Merci Novembre relate l’histoire d’un chien et d’un ancien boxeur sans-abri dont les routes se sont croisées. Méprisés par ceux qui leur avaient collé l’étiquette de losers et les avaient abandonnés, ils ont uni leurs forces pour contrer les rigueurs du quotidien et épouser le rêve d’un vieil homme d’ouvrir un gymnase de quartier. D’autres, dont l’existence semblait également vouée à l’échec, se joindront à eux, formant une famille dont le chien, devenu mascotte, sera le pivot.
Merci Novembre est une réflexion sur la fatalité et le pouvoir de l’entraide, de la confiance et de l’amour.

Sujets

Informations

Publié par
Date de parution 04 octobre 2021
Nombre de lectures 0
EAN13 9782898311079
Langue Français
Poids de l'ouvrage 1 Mo

Informations légales : prix de location à la page 0,1000€. Cette information est donnée uniquement à titre indicatif conformément à la législation en vigueur.

Extrait

À ceux qui croient tout perdu.
Un merci spécial à Gaïa et à Zelda.




Je m’appelle Paul, j’ai soixante-dix ans. Au décès de mon épouse, Monica, j’ai arrêté d’écrire et j’ai végété, désespéré et aigri, jusqu’à cette consultation d’une voyante conseillée par un ami. Elle m’a parlé d’un chien à la fourrure noir de jais et aux yeux étranges, un brun et un bleu, dont je me rapprocherais dans des circonstances tragiques. Ma femme, qui l’avait connu, désirait que je le retrouve.
J’ai passé le quartier au peigne fin sans succès durant plusieurs semaines.

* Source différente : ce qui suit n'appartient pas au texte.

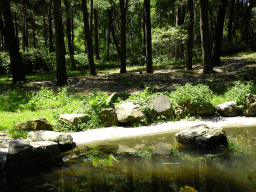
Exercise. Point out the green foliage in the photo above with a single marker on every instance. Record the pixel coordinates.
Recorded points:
(237, 93)
(165, 39)
(38, 60)
(199, 94)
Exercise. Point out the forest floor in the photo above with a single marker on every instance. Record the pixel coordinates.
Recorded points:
(232, 69)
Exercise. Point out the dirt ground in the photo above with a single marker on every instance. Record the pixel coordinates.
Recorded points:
(231, 69)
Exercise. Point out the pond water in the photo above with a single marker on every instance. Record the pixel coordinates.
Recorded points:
(151, 163)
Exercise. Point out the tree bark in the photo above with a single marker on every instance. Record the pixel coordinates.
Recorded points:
(190, 35)
(11, 42)
(50, 28)
(96, 36)
(68, 23)
(60, 46)
(218, 35)
(230, 21)
(149, 64)
(123, 37)
(88, 39)
(113, 31)
(205, 38)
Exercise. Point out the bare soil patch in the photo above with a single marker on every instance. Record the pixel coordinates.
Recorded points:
(231, 69)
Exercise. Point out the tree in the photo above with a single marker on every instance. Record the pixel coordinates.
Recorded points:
(88, 39)
(218, 35)
(190, 35)
(60, 46)
(7, 29)
(205, 37)
(148, 37)
(123, 36)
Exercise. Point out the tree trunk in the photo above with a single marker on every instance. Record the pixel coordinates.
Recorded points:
(68, 23)
(88, 39)
(60, 46)
(96, 36)
(230, 21)
(218, 35)
(11, 42)
(190, 35)
(205, 38)
(113, 31)
(123, 37)
(149, 64)
(50, 28)
(45, 31)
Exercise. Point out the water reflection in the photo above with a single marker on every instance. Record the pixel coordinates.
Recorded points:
(154, 163)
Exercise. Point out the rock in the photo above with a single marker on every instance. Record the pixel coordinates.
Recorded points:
(202, 137)
(250, 106)
(205, 109)
(64, 140)
(36, 124)
(161, 106)
(24, 155)
(162, 148)
(228, 109)
(182, 110)
(73, 119)
(109, 115)
(128, 112)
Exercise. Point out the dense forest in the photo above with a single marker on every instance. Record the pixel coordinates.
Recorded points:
(55, 35)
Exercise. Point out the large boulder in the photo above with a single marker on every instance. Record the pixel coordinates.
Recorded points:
(36, 124)
(25, 155)
(161, 106)
(64, 140)
(109, 115)
(202, 137)
(129, 112)
(73, 119)
(229, 109)
(250, 106)
(205, 109)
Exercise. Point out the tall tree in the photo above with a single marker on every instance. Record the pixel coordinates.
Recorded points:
(218, 35)
(68, 26)
(11, 42)
(149, 64)
(88, 39)
(60, 46)
(190, 35)
(123, 36)
(205, 37)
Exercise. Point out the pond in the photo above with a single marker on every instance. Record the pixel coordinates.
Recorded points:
(151, 163)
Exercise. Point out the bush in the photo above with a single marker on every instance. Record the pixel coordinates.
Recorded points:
(237, 93)
(199, 94)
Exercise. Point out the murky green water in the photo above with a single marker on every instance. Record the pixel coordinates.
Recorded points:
(152, 163)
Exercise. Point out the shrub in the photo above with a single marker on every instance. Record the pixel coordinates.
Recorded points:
(199, 94)
(237, 93)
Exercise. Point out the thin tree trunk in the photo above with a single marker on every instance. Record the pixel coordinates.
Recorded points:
(149, 64)
(190, 35)
(88, 39)
(60, 46)
(218, 35)
(11, 43)
(123, 37)
(68, 23)
(205, 38)
(113, 31)
(50, 28)
(230, 21)
(45, 31)
(96, 36)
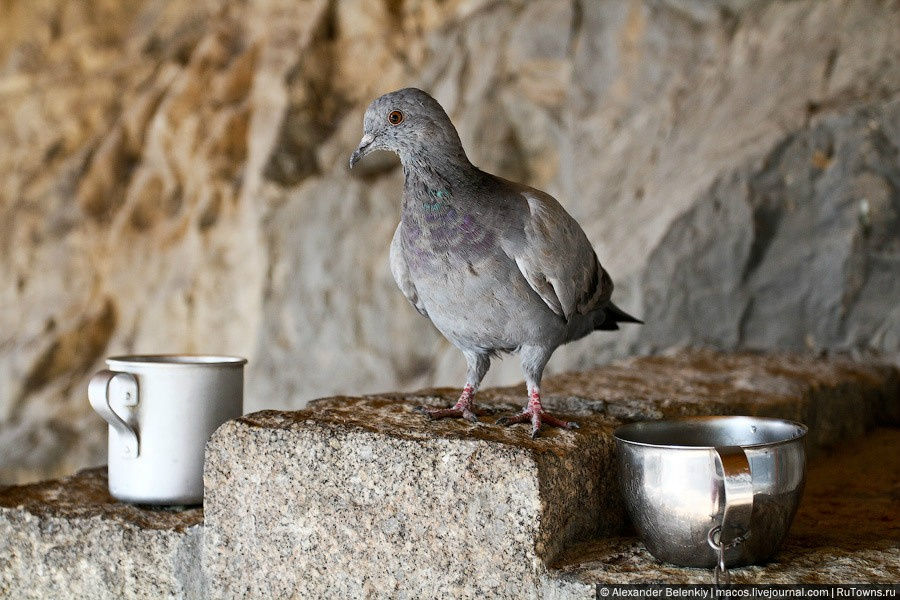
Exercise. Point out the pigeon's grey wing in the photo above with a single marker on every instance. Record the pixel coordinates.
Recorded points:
(557, 259)
(400, 271)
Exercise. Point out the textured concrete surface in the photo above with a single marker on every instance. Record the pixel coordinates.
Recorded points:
(835, 396)
(847, 530)
(369, 499)
(69, 539)
(733, 162)
(360, 497)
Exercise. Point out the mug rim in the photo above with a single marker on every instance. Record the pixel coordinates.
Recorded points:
(628, 427)
(176, 360)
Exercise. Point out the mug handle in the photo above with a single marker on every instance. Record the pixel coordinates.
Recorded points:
(98, 394)
(738, 498)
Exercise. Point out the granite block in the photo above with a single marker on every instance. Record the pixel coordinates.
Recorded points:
(70, 539)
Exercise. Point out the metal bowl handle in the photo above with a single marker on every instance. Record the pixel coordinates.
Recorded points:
(738, 498)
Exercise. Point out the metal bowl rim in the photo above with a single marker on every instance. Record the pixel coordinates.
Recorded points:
(706, 419)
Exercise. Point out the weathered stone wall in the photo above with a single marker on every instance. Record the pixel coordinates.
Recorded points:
(173, 178)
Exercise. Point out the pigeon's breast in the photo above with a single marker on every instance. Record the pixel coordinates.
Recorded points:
(473, 292)
(445, 237)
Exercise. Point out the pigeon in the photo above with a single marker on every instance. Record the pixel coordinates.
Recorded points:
(496, 266)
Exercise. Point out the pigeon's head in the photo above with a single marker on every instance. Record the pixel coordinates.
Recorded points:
(411, 124)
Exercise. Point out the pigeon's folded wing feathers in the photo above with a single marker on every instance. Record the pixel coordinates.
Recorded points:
(557, 259)
(400, 271)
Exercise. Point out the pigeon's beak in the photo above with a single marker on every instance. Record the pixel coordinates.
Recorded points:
(365, 146)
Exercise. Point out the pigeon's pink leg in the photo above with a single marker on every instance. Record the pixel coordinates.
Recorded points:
(463, 409)
(534, 413)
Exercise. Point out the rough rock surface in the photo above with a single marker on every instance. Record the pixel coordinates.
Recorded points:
(173, 178)
(362, 497)
(836, 397)
(370, 501)
(70, 539)
(847, 530)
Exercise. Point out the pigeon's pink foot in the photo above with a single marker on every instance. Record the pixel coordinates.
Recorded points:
(463, 409)
(534, 413)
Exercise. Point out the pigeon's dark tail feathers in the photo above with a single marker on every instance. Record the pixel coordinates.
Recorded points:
(612, 316)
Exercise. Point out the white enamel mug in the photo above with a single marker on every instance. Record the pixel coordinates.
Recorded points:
(161, 411)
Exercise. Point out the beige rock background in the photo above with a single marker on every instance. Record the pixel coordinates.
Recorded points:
(173, 179)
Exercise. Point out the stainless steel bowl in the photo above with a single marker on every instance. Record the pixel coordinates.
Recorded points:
(701, 489)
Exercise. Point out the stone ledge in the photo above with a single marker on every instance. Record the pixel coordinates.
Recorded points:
(847, 530)
(70, 539)
(836, 397)
(370, 498)
(363, 497)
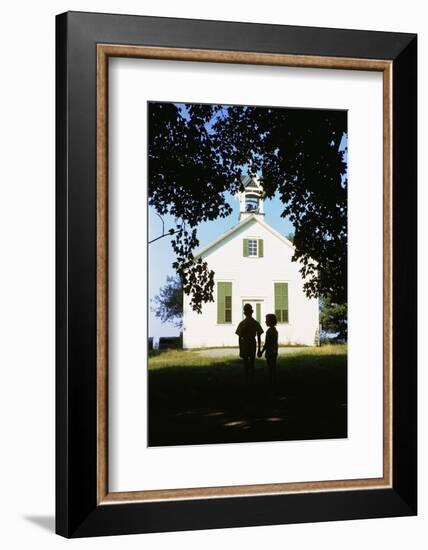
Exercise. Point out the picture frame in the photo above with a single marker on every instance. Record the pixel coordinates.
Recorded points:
(84, 44)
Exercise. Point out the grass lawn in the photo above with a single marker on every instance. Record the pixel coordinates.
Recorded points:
(198, 400)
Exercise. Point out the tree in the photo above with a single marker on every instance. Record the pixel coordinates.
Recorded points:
(334, 317)
(169, 302)
(197, 153)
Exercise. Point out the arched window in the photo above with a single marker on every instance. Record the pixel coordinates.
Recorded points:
(251, 203)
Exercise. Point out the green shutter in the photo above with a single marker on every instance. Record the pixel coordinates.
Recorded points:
(258, 312)
(281, 302)
(245, 244)
(224, 295)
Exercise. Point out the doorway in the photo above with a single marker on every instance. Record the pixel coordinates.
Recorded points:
(257, 306)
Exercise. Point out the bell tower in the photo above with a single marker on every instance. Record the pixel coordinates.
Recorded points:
(251, 198)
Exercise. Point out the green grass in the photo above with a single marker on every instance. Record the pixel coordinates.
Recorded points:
(194, 399)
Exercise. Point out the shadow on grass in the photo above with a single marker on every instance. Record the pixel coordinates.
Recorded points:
(199, 404)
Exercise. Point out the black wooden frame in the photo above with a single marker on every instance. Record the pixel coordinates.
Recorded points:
(77, 512)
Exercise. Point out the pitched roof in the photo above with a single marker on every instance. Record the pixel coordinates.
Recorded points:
(240, 225)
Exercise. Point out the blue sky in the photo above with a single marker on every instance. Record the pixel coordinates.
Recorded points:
(161, 254)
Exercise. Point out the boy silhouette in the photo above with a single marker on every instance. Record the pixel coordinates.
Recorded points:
(271, 346)
(247, 331)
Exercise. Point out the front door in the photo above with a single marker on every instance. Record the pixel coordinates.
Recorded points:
(257, 308)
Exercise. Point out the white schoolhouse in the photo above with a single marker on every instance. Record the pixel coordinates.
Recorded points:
(252, 264)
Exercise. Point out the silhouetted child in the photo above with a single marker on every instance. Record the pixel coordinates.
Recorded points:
(271, 346)
(247, 331)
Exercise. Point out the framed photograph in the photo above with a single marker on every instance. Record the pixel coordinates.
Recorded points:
(236, 274)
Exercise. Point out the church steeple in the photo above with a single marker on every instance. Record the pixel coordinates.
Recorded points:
(251, 199)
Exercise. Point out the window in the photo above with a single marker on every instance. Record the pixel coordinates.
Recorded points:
(253, 248)
(281, 302)
(224, 302)
(251, 203)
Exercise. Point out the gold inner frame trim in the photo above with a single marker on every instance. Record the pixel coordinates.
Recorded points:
(104, 51)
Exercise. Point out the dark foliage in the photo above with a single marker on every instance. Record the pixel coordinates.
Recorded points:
(334, 317)
(198, 153)
(169, 302)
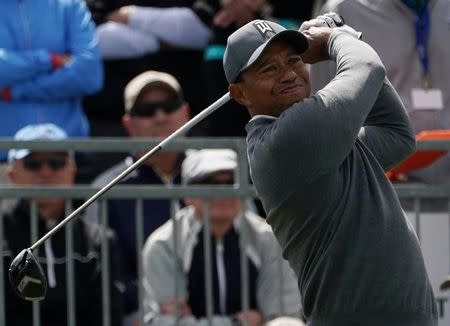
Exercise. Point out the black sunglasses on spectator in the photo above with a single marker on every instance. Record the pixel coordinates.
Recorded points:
(35, 164)
(149, 109)
(213, 181)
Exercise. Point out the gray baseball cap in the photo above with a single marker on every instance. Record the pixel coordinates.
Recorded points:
(247, 44)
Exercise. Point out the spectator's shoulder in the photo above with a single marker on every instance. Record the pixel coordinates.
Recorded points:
(340, 5)
(106, 176)
(94, 232)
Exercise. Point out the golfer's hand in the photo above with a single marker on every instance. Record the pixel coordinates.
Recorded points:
(254, 318)
(332, 20)
(318, 44)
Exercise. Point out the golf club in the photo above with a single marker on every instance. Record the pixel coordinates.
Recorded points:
(26, 275)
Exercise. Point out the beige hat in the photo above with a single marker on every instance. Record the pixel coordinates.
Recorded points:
(138, 83)
(201, 164)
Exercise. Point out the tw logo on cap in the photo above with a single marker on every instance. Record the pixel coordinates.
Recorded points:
(263, 28)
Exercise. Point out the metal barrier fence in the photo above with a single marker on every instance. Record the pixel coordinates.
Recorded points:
(242, 189)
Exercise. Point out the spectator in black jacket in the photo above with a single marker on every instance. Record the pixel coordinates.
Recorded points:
(56, 168)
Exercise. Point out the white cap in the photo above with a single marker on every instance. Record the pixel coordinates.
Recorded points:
(45, 131)
(138, 83)
(201, 164)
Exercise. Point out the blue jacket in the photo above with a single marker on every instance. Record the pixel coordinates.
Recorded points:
(30, 31)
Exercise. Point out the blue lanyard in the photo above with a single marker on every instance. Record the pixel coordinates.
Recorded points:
(422, 25)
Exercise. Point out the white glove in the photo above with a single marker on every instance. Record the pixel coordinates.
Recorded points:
(332, 20)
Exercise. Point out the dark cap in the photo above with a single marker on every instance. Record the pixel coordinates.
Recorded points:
(247, 44)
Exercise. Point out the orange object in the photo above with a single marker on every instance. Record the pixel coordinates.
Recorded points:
(421, 158)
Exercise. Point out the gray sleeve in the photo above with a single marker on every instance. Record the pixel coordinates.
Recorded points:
(387, 131)
(323, 128)
(278, 293)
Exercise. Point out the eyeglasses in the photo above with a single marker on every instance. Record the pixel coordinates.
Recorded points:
(149, 109)
(35, 164)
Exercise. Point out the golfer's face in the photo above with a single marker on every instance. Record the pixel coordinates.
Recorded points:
(276, 81)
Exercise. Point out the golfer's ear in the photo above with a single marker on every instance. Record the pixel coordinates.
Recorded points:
(237, 92)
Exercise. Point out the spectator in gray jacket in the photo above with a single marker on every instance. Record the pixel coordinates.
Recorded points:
(271, 282)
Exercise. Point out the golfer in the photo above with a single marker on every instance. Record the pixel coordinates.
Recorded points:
(318, 163)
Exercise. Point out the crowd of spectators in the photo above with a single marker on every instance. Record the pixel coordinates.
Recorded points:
(142, 68)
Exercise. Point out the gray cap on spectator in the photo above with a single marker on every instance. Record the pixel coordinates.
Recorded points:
(45, 131)
(201, 164)
(135, 87)
(247, 44)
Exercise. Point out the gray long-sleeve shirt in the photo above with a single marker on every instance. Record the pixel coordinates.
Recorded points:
(319, 171)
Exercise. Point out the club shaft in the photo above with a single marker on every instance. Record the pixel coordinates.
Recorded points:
(180, 131)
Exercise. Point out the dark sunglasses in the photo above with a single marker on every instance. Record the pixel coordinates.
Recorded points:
(213, 181)
(35, 164)
(149, 109)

Puis j’ai aperçu une enseigne, devant un gymnase du quartier, qui exhibait un boxeur en maillot en compagnie d’un chien au poil hirsute et aux prunelles troublantes. Loser , il s’agissait bien de lui, Monica me l’avait souvent décrit. Elle en avait pris soin lorsque son maître l’avait laissé seul dans la rue, un matin chagrin d’octobre. Il était disparu ensuite et elle ne l’avait plus revu.
Je me suis engagé dans l’allée qui menait à l’établissement rempli d’espoir. Un homme, dont la ressemblance avec le boxeur sur l’affiche était frappante, verrouillait la porte et je me suis adressé à lui.
— Je cherche un chien nommé Loser , vous pouvez peut-être me renseigner…
— Le gym est fermé ; revenez un autre jour.
— C’est important, je dois le retrouver.
— Vous vous êtes trompé d’adresse.
— Il figure pourtant sur l’enseigne avec vous…
— Lui, c’est Novembre, la mascotte du gym.
Désignant la boîte en fer blanc qu’il avait sous le bras, il a continué :
— Il est mort ; j’vais disperser ses cendres dans la rivière.
Se yeux se sont voilés, puis il s’est ressaisi et m’a tendu la main.
— J’m’appelle Stéphane, j’suis le propriétaire de l’établissement.
Il s’est éloigné d’un pas lent et je l’ai suivi de loin pour respecter son deuil. Même si le chien dont il désirait honorer la mémoire s’appelait Novembre, je sentais confusément sa parenté avec celui que Monica avait voulu protéger. Après quelques minutes, il s’est immobilisé sous le pont, où quelques personnes étaient déjà rassemblées. Je me suis joint à eux, leurs adieux m’ont touché. Intrigué, j’ai voulu connaître l’histoire de ceux qui avaient gravité autour de ce petit animal aux yeux vairons et je me suis inscrit au gymnase pour percer leurs secrets. J’ai repris la plume ensuite, laissant libre cours à mon imagination, pour vous raconter comment un chien, devenu mascotte, avait changé leur existence. Magie ou simple concours de circonstances ? À vous de décider.


Chapitre premier
Tôt ou tard, une tuile nous tombe sur la tête. Qu’arrive-t-il toutefois lorsque la malchance s’étire au point de faire partie de notre quotidien et que notre existence semble vouée à l’échec ? Difficile à dire… Certains d’entre nous tenteront de déjouer la fatalité par des rituels liés à des superstitions, alors que d’autres endormiront leur détresse par de faux-fuyants, jusqu’au jour où ils seront contraints d’affronter la bête.
L’homme et le chien vivaient dans la rue lorsque leurs routes se sont croisées, méprisés par ceux qui leur avaient collé une étiquette de losers et les avaient abandonnés. Le chien avait reçu ce sobriquet de son maître, Jimmy, après plusieurs crises liées à son angoisse de la séparation. À l’animalerie, le vendeur avait vanté les qualités de gardien de sa race en insistant sur sa ressemblance avec Cerbère en raison de sa mâchoire proéminente.
Au début, leur cohabitation se déroula à merveille. Rien d’étonnant : à cette époque, Jimmy demeurait à la campagne et le chien le suivait pas à pas.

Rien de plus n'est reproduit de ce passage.